Results and discussion
An open crowd-computing system
Although Open-Phylo is based on a player interface similar to Phylo’s, it features several key innovations that significantly broaden its player base, including support for mobile devices such as most popular tablets and browsers, and social-login and social-share capabilities allowing easier logging in and improving the sustainability of the crowd. More importantly, the new crowd-computing system also features a new expert gaming interface (Figure 1), which allows the most experienced users (who have completed at least 20 puzzles) to play much larger puzzles (MSAs up to 300 nucleotides long). This latter feature enables us simultaneously to motivate the best players to keep playing the game and to use more efficiently the skills developed by dedicated players.
The Open-Phylo submission interface has several key functions. First, users can select the objective function for identifying the best alignments. In addition to classical scoring functions such as Ancestor , MUSCLE  or T-Coffee , users can also directly select the best alignments calculated by the players with the scoring scheme used in the games (that is, the highest scoring puzzles in the video game). Next, submitters can intuitively create casual puzzles using the GUI by selecting an area of the MSA. Finally, submitters can create a personal profile and provide a brief overview of their research. These profiles are accessible to Phylo’s players and are intended to promote the research conducted by the participating scientists and to initiate communication and knowledge transfer between the geneticists and the player community.
Task routing is important for ensuring the efficiency of human-computing systems . In the classic version of Phylo, we implemented, a priority queue based on the number of times a puzzle has been played.
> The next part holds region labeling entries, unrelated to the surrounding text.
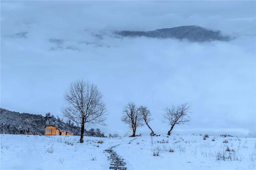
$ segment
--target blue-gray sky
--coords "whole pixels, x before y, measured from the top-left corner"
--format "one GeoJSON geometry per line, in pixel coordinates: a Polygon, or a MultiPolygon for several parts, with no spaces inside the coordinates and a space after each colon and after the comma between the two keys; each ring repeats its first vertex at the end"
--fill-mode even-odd
{"type": "Polygon", "coordinates": [[[128,130],[120,121],[128,102],[147,106],[160,133],[169,128],[165,108],[188,102],[191,121],[174,133],[255,137],[255,12],[252,1],[1,1],[1,107],[61,116],[65,89],[83,79],[103,95],[106,133],[128,130]],[[237,37],[198,43],[111,33],[194,25],[237,37]]]}

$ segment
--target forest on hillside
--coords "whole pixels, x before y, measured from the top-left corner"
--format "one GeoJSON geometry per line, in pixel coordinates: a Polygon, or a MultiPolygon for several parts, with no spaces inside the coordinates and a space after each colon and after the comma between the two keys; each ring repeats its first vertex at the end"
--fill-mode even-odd
{"type": "MultiPolygon", "coordinates": [[[[50,113],[45,116],[28,113],[20,113],[0,108],[0,133],[9,134],[31,134],[44,135],[45,127],[53,125],[58,129],[80,135],[80,128],[70,120],[65,122],[58,116],[55,117],[50,113]]],[[[106,137],[100,129],[91,128],[85,130],[88,136],[106,137]]]]}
Puzzles with few solutions have a high priority. A different mechanism has been implemented in the expert version, which uses a pull approach and users can decide which puzzles they wish to play. The expert version has a menu that shows all available puzzles together with statistics for each of them (including the number of times a particular expert puzzle has been played, its base score and current high score). Users can search and sort this menu to find the most interesting and promising expert puzzles to play. This system aims to benefit from the experience of advanced players in identifying puzzles that need the most work from the player community. Moreover, the expert version also allows users to play puzzles that have already been improved by other players. This feature allows collaborative work and potentially increases performance.
Case study and performance
To illustrate and evaluate the alignment capabilities of Open-Phylo, we used it to align sets of orthologous promoter sequences (regions of 1,000 bp located upstream of the transcription start site) of three key cancer genes from 12 different species of mammals. Each set of orthologous promoter sequences was initially aligned using one of four state-of-the-art algorithms: Multiz , MUSCLE , PRANK  or T-Coffee . The resulting MSAs ranged in size from 1,222 to 3,346 columns. For each initial MSA, we used Open-Phylo’s crowd-computing management system to direct the crowd efforts to a set of 79 (overlapping) expert-level puzzles of 300 alignment columns each. From the MSAs calculated by each of the four alignment programs, 1,014 casual-level puzzles (20 nucleotides long) were extracted and these were used as initial configurations for the levels of the casual game (also referred to as the classic game). Whereas solutions to expert-level puzzles can be directly evaluated using a given objective function (see below), solutions to casual-level puzzles need to be reinserted into the larger alignment context before they can be scored.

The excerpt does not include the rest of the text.